The value of bringing structured and unstructured information together

It is half past four. Regional sales manager John Smith has just received a call from his sales director requesting a progress meeting early the next morning. He promptly accesses the company’s business intelligence (BI) system and, as if by magic, it collates transactional data from the customer relationship management (CRM) system to reveal that one member of his sales team may be about to miss their target.

In a traditional business intelligence system, that is where the process ends. While BI tools may provide a view of the business at a glance, they don’t necessarily provide enough context to really solve the problem.

By using a search tool through his customised portal to drill down into related unstructured data – email, instant messaging exchanges, voice-over-IP calls – Smith can find out a little more.

He soon sees that the sales representative who is underperforming has sent 83 emails to one particular customer. That might raise an alert, says Sid Probstein, vice president of the CTO office at Fast Search & Transfer, who provides this example.

“We could then use sentiment analysis to see that 60% those 83 emails were negative in tone,” adds Probstein. “Because you have the structured and unstructured data together, you can get exactly the right answers on the fly.” In this case, the sales representative has spent too much time in an unresolved dispute with a single customer when he should have been selling elsewhere.

This is a positive example: a demonstration that not only is unstructured information available and accessible, but that the limiting technical divide between unstructured and structured information can be overcome by integrating different systems. In fact, more sophisticated enterprise search tools and content management systems now mean that unstructured information can be managed and interrogated spontaneously, just as if it were structured.

Beyond structure

Storing structured information is a given. In most cases it is already held in the tables of a relational or multi-dimensional database that can be easily queried. The challenge for businesses now is to decide which elements of that information should be analysed, which unstructured information should be captured alongside it, and how to store and present the whole mixed picture all in such a way that it is useful. “People have suddenly woken up to the fact that there is a lot of information in email, instant messaging and desktop files,” says Royce Bell, CEO of Accenture’s Information Management Services practice, which advises on how companies can develop and implement an overall information management strategy.

Email is one area where businesses are struggling to gain control. UK supermarket chain Somerfield, for example, found that its 3,500 users were sending and receiving over 100,000 external business emails every month, in addition to internal emails. The problem was particularly worrying because Somerfield’s managers were using email to negotiate with suppliers, says Colin Clark, corporate cost audit manager at the company, and much of the context of those transactions was going unobserved. “Nine times out of ten, critical business information resides with the corporate email system,” he adds.

Somerfield’s solution was to install a searchable email archive that now holds in excess of 11 million emails. The financial department can now accurately track negotiations with suppliers and an estimated £3 million has been saved over two and a half years, says Clark.
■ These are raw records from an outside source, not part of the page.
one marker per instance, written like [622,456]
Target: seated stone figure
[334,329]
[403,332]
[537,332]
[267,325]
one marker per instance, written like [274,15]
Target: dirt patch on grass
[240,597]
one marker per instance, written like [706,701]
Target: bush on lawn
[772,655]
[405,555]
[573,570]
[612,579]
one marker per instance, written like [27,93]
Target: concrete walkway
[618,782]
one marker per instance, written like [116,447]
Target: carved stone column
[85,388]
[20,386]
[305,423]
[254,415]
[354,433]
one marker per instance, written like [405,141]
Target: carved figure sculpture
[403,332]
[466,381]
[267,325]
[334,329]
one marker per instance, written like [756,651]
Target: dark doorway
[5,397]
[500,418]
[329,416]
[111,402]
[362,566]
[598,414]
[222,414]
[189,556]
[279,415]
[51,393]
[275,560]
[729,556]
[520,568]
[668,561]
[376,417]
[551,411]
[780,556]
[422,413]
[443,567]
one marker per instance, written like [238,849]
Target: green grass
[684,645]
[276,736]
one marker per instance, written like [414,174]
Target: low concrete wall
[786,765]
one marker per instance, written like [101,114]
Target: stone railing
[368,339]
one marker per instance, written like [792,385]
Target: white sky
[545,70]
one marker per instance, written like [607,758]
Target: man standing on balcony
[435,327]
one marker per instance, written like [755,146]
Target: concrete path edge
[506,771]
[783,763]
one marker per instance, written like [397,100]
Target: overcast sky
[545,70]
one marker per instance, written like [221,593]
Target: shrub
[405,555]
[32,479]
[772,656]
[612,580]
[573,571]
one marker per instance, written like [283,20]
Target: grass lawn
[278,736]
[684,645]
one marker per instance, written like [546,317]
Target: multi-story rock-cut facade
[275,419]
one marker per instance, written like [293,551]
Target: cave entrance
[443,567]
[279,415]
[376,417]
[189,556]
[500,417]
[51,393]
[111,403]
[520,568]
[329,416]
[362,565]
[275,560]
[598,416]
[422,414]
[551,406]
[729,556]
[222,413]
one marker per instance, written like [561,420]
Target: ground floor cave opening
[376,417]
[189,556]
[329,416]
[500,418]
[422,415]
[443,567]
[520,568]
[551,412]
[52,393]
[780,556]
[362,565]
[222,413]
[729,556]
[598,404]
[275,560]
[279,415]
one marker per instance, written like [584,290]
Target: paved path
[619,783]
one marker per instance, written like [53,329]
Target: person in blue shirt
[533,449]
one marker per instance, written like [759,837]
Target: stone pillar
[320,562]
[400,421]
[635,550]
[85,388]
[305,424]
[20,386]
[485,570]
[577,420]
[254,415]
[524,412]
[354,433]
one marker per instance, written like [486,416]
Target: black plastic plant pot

Emails are also a major issue for regulators. “If you look at a number of court cases recently, [regulators] are starting to go through email in a big way and analysing them for patterns,” says Stephen Gallagher, senior director of Information Management Services at Accenture. “The analysis of unstructured information is becoming key.” Instant messages and voice calls, especially if they are ‘packetised’ and stored in a database, are also being treated in the same way.

In financial services, especially, failure to produce the right emails can be expensive, with laws such as the US’s Sarbanes-Oxley and the financial service industry’s Basel II and III forcing companies to store unstructured as well as structured data.
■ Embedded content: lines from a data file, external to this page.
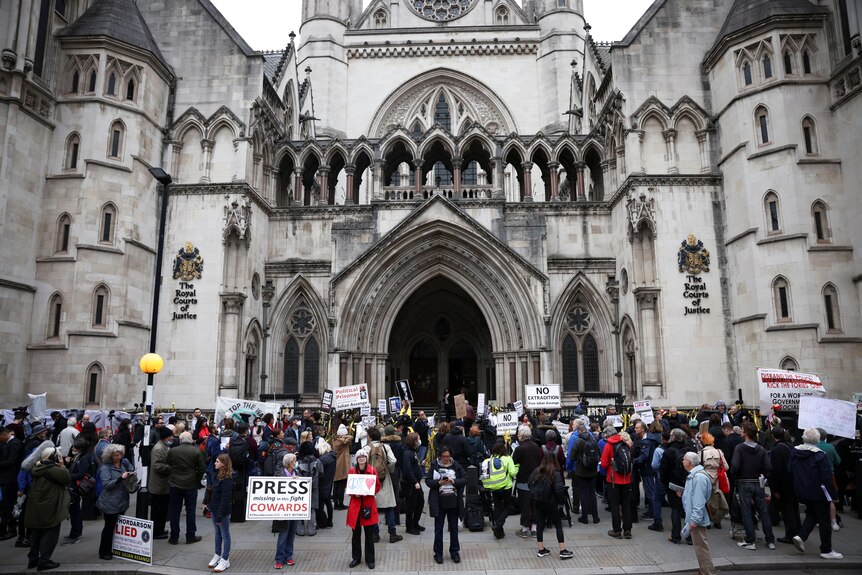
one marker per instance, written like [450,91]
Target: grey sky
[265,24]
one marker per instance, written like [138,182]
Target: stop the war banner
[278,498]
[786,388]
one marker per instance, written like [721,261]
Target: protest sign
[351,397]
[278,498]
[786,388]
[644,410]
[404,391]
[460,406]
[243,409]
[834,416]
[133,540]
[358,484]
[507,421]
[542,396]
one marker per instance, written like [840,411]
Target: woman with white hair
[362,513]
[114,499]
[48,507]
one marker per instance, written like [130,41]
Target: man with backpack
[617,461]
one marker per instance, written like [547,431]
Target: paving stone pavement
[253,550]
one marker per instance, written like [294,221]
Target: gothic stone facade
[470,194]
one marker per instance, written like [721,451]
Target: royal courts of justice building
[470,194]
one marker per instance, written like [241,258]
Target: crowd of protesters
[701,472]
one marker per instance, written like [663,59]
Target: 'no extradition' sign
[278,498]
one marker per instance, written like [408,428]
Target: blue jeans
[443,515]
[751,494]
[180,498]
[284,547]
[222,537]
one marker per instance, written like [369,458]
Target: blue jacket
[811,471]
[698,490]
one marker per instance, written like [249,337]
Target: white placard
[351,397]
[542,396]
[278,498]
[507,421]
[786,388]
[835,416]
[644,410]
[361,484]
[133,540]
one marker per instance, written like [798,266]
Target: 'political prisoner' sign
[786,388]
[542,396]
[351,397]
[133,540]
[278,498]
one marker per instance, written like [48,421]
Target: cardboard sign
[361,484]
[352,397]
[404,391]
[133,540]
[326,400]
[644,410]
[786,388]
[834,416]
[460,406]
[278,498]
[507,421]
[542,396]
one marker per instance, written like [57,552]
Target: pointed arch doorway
[440,340]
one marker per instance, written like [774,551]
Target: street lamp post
[151,363]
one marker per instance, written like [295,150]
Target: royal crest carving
[693,258]
[188,264]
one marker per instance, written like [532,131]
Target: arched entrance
[440,340]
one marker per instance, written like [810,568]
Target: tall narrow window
[310,366]
[746,73]
[55,315]
[809,135]
[821,222]
[64,226]
[100,307]
[830,305]
[106,233]
[291,367]
[781,295]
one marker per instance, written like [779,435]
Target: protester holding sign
[362,514]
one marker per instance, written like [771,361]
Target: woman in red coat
[362,513]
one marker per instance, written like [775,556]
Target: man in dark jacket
[749,462]
[11,455]
[187,469]
[781,485]
[812,481]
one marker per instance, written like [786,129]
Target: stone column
[555,181]
[456,175]
[670,139]
[349,198]
[527,192]
[579,169]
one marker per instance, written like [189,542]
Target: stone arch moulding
[484,105]
[504,286]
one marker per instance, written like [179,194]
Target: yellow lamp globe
[152,363]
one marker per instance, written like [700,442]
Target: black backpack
[622,458]
[589,458]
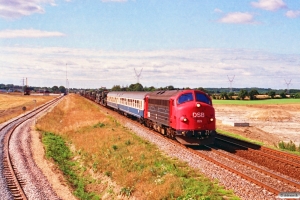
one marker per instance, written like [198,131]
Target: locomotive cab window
[185,98]
[202,98]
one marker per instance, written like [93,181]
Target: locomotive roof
[165,94]
[131,95]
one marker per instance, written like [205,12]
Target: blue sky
[184,43]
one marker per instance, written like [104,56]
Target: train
[185,115]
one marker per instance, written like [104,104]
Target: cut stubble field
[114,163]
[271,121]
[110,161]
[11,104]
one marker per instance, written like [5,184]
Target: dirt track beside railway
[268,123]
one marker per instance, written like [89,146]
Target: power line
[138,75]
[231,80]
[288,84]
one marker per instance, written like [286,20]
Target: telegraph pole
[231,80]
[138,75]
[288,85]
[66,76]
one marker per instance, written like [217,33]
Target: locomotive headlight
[183,119]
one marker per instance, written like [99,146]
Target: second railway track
[12,180]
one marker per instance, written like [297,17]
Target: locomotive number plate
[198,114]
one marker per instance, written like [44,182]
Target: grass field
[256,102]
[11,105]
[102,145]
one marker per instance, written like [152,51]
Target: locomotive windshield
[202,98]
[185,98]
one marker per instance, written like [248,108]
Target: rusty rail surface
[14,183]
[282,162]
[244,176]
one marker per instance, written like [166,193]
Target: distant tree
[272,94]
[202,89]
[224,95]
[297,96]
[62,89]
[116,88]
[55,89]
[252,94]
[283,95]
[243,94]
[230,95]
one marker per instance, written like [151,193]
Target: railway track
[11,180]
[248,179]
[282,162]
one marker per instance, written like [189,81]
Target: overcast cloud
[270,5]
[189,68]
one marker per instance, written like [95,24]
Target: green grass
[239,137]
[57,149]
[256,102]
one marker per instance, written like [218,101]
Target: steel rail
[244,176]
[13,182]
[295,159]
[293,164]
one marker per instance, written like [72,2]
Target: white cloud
[238,18]
[18,8]
[292,13]
[217,10]
[180,68]
[28,33]
[270,5]
[114,0]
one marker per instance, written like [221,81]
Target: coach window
[185,98]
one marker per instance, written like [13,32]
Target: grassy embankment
[105,147]
[11,104]
[290,146]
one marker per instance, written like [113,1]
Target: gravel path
[243,188]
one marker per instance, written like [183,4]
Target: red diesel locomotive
[185,115]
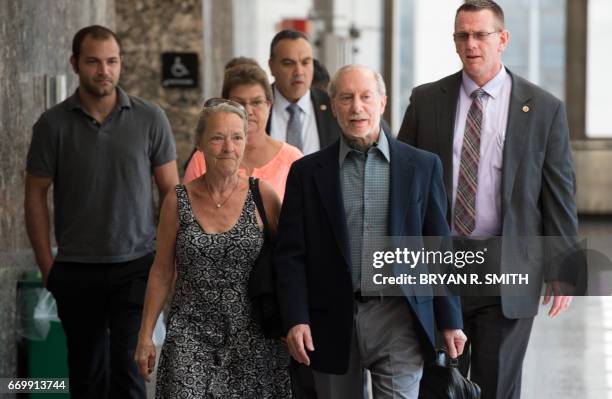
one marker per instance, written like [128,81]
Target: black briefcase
[443,380]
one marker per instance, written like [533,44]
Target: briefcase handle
[443,360]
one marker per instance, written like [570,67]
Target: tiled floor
[570,356]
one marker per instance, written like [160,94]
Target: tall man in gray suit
[504,145]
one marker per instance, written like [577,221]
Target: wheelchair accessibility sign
[180,70]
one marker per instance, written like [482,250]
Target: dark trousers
[100,307]
[497,347]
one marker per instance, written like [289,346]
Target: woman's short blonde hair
[227,108]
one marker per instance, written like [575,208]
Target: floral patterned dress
[213,347]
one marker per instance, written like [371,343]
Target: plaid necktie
[465,202]
[294,127]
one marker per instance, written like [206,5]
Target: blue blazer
[312,257]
The US-headquartered investment bank Morgan Stanley provides a case in point. In 2002, Morgan Stanley, and a number of other Wall Street companies, including Goldman Sachs, Deutsche Bank Securities, Salomon Smith Barney and US Bancorp Piper Jaffray were each fined $1.65 million for failing to preserve email documents and keeping them accessible. Three years later Morgan Stanley was again subject to a similar investigation by the US Securities and Exchange Commission for failing to keep emails that may have been relevant to a number of cases brought against the bank in recent years.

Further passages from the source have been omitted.